PowerPath for AIX : Possible Data Unavailable (DU) / host crash during a firmware upgrade on Dell Compellent Arrays

           

   Article Number:     538106                                   Article Version: 2     Article Type:    Break Fix 
   

 


Product:

 

PowerPath for AIX

 

Issue:

 

 

Environment :    
    OS : AIX (any flavour)   
    DELL EMC Software : PowerPath for AIX (below PowerPath for AIX 7.0)   
    DELL EMC array : Dell Compellent array (any type - in virtual mode or in legacy mode)   
   
    If a SC controller reboot of a DELL Compellent array takes longer than 15 seconds, PowerPath is seeing an "ALL_PATHS_DEAD" situation.   
   
    Nota Bene : this KB doesn't apply to a connection to a DELL Compellent array through a VPLEX. For a similar issue in a VPLEX environment, see VPLEX: Possible Data Unavailable (DU) during a firmware upgrade on Dell Compellent Arrays.
                                                           

 

 

Cause:

 

 

   

      Dell Compellent Arrays failover process between controllers can take longer than 15 seconds. This is the timeout hard coded when "dynamic tracking" is enabled. This can potentially trigger an "ALL_PATHS_DEAD" situation for PowerPath for AIX since the other paths to the data are not yet available.     
            
      Dell Compellent Array Behavior:     
     
      Legacy mode :   

   

      There are two controllers in the Dell Compellent Array systems to handle front end connections from the host initiators. The controllers contain HBAs with multiple ports and each HBA is assigned to a separate fault domain so there is a redundant path to the Dell Compellent Array LUN from the host initiators.   Access to the target LUNs is distributed across both controllers, for example LUN 1,3,5, etc. are accessed via controller 1 and LUN 0,2,4, etc are accessed via controller 2.     
     
      In the event one controller is shutdown, or reboots, the front end virtual ports that reside on the controller that goes down, and are part of the fault domain, are transferred to the remaining controller and the host initiators establish sessions to the remaining controller. As a result all host initiator connections connect to the target LUNs via one controller rather than the previous distribution across both controllers. This failover mechanism, where LUNs are transferred from one controller to the other, can take up to 55 seconds. During that time, access to the device is rejected. This is causing an ALL_PATHS_DEAD situation.     
            
      Once the controller that rebooted has been restored, the system administrator of the Dell Compellent Array can then manually rebalance the front end ports and redistribute the load across both controllers.     
     
      Virtual mode :     
     
      There are two controllers in the Dell Compellent Array systems to handle front end connections from the host initiators but only 1 controller attached to the front end. Access to the target LUNs is done through one controller only.     
     
      In the event one controller is shutdown, or reboots, the front end virtual ports that reside on the controller that goes down, and are part of the fault domain, are transferred to the remaining controller and the host initiators establish sessions to the remaining controller. As a result all host initiator connections connect to the target LUNs via the second controllers. This failover mechanism, where LUNs are transferred from one controller to the other, can take up to 55 seconds. During that time, access to any device is rejected. If it takes more than 15 seconds(hard coded dynamic tracking timeout value), this is causing an ALL_PATHS_DEAD situation.     
     
      When the first controller goes down during the upgrade, initiators are disconnected and must login to the newly updated controller and that process can take longer than the 15 seconds (up to 60 seconds).   

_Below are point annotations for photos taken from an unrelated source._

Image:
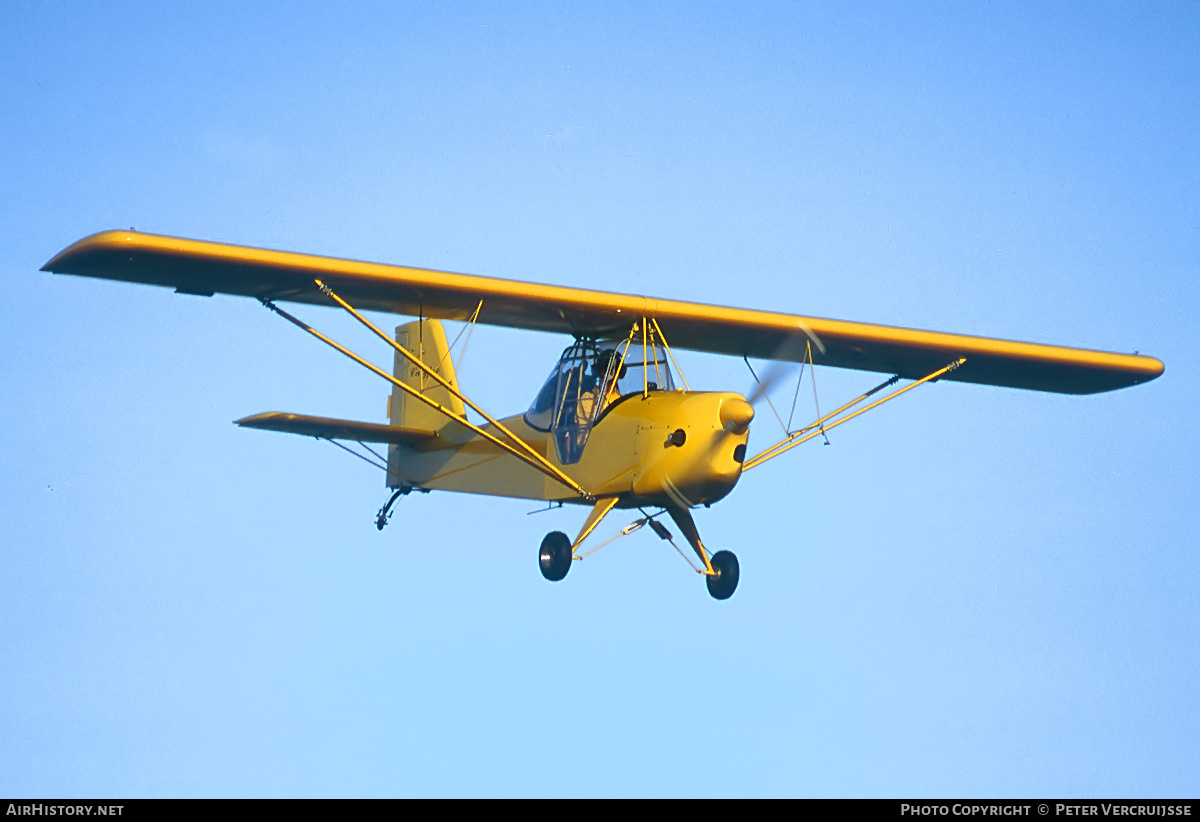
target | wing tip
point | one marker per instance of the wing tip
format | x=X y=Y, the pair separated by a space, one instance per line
x=99 y=241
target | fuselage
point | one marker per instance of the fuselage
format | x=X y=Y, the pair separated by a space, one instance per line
x=659 y=448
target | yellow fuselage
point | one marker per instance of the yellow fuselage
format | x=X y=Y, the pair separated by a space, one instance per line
x=634 y=453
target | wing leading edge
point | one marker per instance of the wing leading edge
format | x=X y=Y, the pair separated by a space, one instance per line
x=195 y=267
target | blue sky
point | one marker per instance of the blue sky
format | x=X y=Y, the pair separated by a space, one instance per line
x=971 y=592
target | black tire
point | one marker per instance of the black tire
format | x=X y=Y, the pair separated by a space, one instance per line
x=725 y=582
x=555 y=556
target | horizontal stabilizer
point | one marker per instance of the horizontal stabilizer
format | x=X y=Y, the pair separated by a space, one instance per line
x=327 y=427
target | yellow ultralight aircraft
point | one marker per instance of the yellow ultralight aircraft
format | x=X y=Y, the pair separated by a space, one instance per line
x=610 y=429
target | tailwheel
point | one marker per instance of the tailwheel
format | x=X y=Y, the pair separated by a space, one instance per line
x=723 y=583
x=555 y=556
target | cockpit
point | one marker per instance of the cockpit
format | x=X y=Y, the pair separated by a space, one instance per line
x=589 y=378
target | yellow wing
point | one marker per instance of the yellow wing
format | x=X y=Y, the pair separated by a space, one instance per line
x=193 y=267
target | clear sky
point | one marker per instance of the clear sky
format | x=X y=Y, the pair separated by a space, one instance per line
x=971 y=592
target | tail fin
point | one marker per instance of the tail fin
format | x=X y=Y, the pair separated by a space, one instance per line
x=427 y=340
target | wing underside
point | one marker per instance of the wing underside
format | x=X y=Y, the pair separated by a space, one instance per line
x=195 y=267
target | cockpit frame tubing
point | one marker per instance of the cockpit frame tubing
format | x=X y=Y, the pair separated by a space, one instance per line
x=789 y=444
x=546 y=465
x=412 y=391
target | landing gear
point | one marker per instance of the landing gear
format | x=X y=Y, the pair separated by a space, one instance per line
x=724 y=582
x=555 y=556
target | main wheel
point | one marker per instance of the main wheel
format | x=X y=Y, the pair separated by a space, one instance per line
x=555 y=556
x=725 y=582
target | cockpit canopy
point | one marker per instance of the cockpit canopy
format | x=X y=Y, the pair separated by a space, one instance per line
x=591 y=376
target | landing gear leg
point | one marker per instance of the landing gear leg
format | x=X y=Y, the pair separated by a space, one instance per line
x=555 y=556
x=384 y=514
x=721 y=571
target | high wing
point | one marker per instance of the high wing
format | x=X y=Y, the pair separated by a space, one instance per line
x=193 y=267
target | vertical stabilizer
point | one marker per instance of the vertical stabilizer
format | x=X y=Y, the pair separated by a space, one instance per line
x=427 y=340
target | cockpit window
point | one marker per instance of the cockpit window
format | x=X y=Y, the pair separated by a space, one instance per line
x=588 y=378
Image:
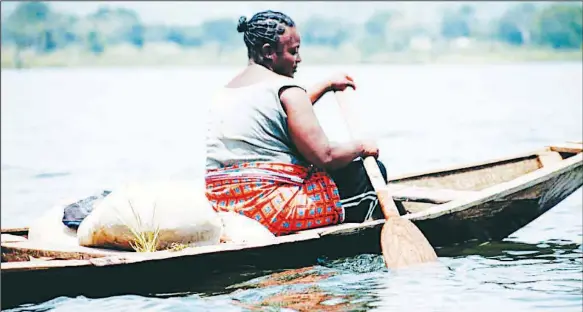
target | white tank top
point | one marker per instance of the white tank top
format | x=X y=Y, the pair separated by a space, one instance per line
x=248 y=124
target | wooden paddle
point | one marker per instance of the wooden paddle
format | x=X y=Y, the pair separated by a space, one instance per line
x=402 y=243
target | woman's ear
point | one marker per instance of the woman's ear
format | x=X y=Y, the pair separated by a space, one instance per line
x=267 y=51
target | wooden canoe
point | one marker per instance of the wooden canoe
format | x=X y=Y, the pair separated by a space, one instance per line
x=479 y=202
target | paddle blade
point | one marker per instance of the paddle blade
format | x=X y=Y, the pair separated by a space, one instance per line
x=403 y=244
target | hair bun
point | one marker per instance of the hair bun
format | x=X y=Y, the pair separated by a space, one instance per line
x=242 y=25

                                                             

 

 

Change:

 

 

DELL Compellent SC reboot / NDU                                                            

 

 

Resolution:

 

 

At the time of writing this article, there is no PowerPath Solution. PowerPath Engineering is considering how to take into account the DELL Compellent array behavior and the KB will be updated when plans are clear.   
   
    The only possibility for an AIX host connected to a Dell Compellent array to be sure to survive to a Dell Compellent NDU is to use MPIO together with the shim driver software developed by DELL Engineering and included in the "Dell Storage Software Suite for AIX" (https://www.dell.com/support/home/us/en/19/drivers/driversdetails?driverid=591xm)   
   
    Note that the failover time depends on the number of devices configured in the array, on whether or not clone are configured, on the activity, etc ... Very often, the failover will take less than 15 second and will be managed transparently.